Home

Awesome

Un-Mix: Rethinking Image Mixtures for Unsupervised Visual Representation Learning

Update (06/30/2022)

New: We add more implementation code and models in this repo:

(Insights of Un-Mix on clustering-based methods like SwAV can be found here.)

(Un-Mix w/ MoCo on CIFAR-10 and CIFAR-100 has already been included in this repo.)

Notes: As Un-Mix implementation on CIFAR with SwAV was done in 2020, while the SwAV authors simplified their cluster assignment implementation in April, 2021. Thus, our CIFAR code follows their old implementation before simplification, but the ImageNet code is based on their updated version.
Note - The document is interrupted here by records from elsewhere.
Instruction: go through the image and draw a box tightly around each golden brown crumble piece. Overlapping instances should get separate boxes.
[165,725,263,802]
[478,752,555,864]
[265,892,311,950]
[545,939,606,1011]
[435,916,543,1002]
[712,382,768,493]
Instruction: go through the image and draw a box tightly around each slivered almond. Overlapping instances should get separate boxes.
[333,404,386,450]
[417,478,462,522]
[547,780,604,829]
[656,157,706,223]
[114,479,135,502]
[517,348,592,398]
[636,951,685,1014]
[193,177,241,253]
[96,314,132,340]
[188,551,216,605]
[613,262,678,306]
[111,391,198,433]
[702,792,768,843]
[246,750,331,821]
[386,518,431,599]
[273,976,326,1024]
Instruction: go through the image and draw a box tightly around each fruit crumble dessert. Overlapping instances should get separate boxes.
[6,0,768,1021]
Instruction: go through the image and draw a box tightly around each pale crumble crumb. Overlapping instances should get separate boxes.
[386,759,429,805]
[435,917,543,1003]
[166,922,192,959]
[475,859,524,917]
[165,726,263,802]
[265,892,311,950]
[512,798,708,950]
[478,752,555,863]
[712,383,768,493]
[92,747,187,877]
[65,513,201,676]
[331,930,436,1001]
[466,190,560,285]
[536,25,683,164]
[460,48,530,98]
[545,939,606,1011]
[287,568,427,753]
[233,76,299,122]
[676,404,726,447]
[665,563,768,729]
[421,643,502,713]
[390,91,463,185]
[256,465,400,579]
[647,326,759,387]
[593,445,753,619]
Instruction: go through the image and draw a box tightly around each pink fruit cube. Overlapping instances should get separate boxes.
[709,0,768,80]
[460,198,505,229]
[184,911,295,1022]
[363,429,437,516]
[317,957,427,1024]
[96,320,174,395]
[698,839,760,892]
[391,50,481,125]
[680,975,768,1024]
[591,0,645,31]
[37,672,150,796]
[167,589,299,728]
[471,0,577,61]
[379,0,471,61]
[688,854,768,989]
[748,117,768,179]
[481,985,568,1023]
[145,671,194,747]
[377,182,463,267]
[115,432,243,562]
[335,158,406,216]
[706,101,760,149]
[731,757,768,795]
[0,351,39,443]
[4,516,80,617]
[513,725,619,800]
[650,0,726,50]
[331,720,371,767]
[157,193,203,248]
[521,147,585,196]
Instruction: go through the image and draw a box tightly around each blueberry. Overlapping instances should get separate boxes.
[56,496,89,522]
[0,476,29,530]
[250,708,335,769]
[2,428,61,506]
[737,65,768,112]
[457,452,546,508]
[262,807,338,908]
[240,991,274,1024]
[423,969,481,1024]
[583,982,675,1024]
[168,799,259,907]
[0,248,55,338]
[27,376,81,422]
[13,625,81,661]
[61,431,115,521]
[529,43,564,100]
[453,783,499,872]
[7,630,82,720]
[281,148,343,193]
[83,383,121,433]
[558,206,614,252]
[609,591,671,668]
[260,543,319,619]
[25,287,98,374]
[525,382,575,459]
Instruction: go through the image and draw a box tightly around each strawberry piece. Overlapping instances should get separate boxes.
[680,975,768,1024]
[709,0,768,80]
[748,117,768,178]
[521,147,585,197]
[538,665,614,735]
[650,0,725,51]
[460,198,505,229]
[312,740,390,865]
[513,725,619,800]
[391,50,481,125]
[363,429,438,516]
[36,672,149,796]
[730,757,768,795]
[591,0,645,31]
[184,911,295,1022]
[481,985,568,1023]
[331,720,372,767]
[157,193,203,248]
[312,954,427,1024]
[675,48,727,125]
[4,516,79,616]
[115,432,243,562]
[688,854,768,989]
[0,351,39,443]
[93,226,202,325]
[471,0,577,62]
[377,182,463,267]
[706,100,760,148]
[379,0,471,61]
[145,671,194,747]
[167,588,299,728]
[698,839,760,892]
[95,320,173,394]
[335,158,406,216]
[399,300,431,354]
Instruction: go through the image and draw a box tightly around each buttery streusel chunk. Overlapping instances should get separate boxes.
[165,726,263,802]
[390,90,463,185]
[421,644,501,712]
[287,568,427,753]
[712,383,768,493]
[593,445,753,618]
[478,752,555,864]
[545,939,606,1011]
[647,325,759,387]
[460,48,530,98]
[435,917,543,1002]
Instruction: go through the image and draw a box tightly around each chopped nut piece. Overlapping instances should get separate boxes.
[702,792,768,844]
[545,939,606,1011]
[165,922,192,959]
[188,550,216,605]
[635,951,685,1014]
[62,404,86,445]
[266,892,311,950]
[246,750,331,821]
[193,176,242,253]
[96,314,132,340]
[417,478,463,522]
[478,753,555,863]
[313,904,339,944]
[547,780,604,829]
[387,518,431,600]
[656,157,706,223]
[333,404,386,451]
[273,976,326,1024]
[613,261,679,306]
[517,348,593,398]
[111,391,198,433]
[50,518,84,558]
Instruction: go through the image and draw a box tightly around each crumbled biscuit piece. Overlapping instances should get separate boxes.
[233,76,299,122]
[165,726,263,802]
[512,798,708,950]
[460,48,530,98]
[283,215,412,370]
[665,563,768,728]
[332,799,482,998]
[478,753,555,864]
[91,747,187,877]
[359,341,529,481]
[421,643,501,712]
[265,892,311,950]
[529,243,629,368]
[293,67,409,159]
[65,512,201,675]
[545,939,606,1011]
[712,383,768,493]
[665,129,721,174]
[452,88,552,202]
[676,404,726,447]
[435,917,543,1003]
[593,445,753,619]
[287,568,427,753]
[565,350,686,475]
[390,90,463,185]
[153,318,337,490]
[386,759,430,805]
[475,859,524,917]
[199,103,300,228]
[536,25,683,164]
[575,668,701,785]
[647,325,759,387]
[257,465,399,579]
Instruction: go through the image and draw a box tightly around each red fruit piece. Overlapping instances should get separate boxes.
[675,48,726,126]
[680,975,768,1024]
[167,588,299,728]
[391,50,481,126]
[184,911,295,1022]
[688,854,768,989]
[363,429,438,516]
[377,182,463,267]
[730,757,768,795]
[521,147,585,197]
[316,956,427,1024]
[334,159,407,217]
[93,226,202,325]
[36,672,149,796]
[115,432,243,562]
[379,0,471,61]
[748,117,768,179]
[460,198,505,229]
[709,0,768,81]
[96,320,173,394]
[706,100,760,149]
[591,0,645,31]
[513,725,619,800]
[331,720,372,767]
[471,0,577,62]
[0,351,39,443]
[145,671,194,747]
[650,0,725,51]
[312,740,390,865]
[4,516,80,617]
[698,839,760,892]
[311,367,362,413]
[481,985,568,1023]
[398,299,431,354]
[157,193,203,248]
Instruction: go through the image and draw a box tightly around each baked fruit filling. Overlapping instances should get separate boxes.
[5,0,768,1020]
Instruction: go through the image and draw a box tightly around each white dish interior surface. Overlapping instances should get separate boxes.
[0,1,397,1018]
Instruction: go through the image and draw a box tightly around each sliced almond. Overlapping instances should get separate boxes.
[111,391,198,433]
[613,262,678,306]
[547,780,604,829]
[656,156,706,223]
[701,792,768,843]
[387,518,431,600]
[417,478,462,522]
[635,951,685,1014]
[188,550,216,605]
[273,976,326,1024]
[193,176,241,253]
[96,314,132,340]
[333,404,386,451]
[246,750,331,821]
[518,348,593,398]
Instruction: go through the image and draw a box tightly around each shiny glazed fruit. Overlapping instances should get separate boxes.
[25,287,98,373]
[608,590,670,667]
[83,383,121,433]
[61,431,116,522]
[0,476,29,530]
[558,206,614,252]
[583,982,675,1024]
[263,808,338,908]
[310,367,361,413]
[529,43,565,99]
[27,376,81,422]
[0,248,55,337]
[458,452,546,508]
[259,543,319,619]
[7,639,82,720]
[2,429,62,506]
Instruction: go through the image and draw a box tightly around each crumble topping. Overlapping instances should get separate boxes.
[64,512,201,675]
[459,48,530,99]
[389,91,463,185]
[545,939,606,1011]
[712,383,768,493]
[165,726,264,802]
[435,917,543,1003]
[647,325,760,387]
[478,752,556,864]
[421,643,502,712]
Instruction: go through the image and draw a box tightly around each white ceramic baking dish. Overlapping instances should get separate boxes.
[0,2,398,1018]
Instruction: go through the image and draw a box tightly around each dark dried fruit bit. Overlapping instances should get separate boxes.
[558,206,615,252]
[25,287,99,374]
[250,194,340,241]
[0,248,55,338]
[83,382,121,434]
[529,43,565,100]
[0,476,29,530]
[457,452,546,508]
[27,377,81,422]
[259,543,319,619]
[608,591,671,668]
Nevertheless, the performance of them will not be affected.

Update (01/07/2022)

Update (02/15/2021)

We update our manuscript with a more comprehensive study using image mixtures method on unsupervised learning. The core codes of our method can be summarized as follows:

# P: probability of global or local level mixtures 
# beta: hyperparameter for Beta distribution
# lam: mixture ratio in global-level mixture or bounding box location in region-level mixture
args.beta = 1.0
for x in loader: # load a minibatch x with N samples
    # Probability of choosing global or local level mixtures
    prob = np.random.rand(1)
    lam = np.random.beta(args.beta, args.beta) 
    images_reverse = torch.flip(x[0], (0,))
    if prob < args.P:
	# global-level mixtures
	mixed_images = lam*x[0]+(1-lam)* images_reverse
	mixed_images_flip = torch.flip(mixed_images, (0,))
    else:
	# region-level mixtures
	mixed_images = x[0].clone()
	bbx1, bby1, bbx2, bby2 = utils.rand_bbox(x[0].size(), lam)
	mixed_images[:, :, bbx1:bbx2, bby1:bby2] = images_reverse[:, :, bbx1:bbx2, bby1:bby2] 
	mixed_images_flip = torch.flip(mixed_images,(0,))
	lam = 1 - ((bbx2 - bbx1) * (bby2 - bby1) / (x[0].size()[-1] * x[0].size()[-2]))
    # original loss term
    loss_ori = model(x)
    # In following two losses, we found using ''x[0]'' may perform better on some particular datasets
    # loss for the normal order of mixtures
    loss_m1 = model([x[1], mixed_images])
    # loss for the reverse order of mixtures
    loss_m2 = model([x[1], mixed_images_flip])
    # final loss function (our core code)
    loss = loss_ori + lam * loss_m1 + (1-lam) * loss_m2
    # update gradients
    optimizer.zero_grad() 
    loss.backward() 
    optimizer.step()
    ...

This repo contains the implementation for Un-Mix: Rethinking Image Mixtures for Unsupervised Visual Representation Learning, which perturbs input image space to soften the output prediction space indirectly, meanwhile, assigning new label values in the unsupervised frameworks accordingly. So that the proposed method can smooth decision boundaries and prevent the learner from becoming over-confident.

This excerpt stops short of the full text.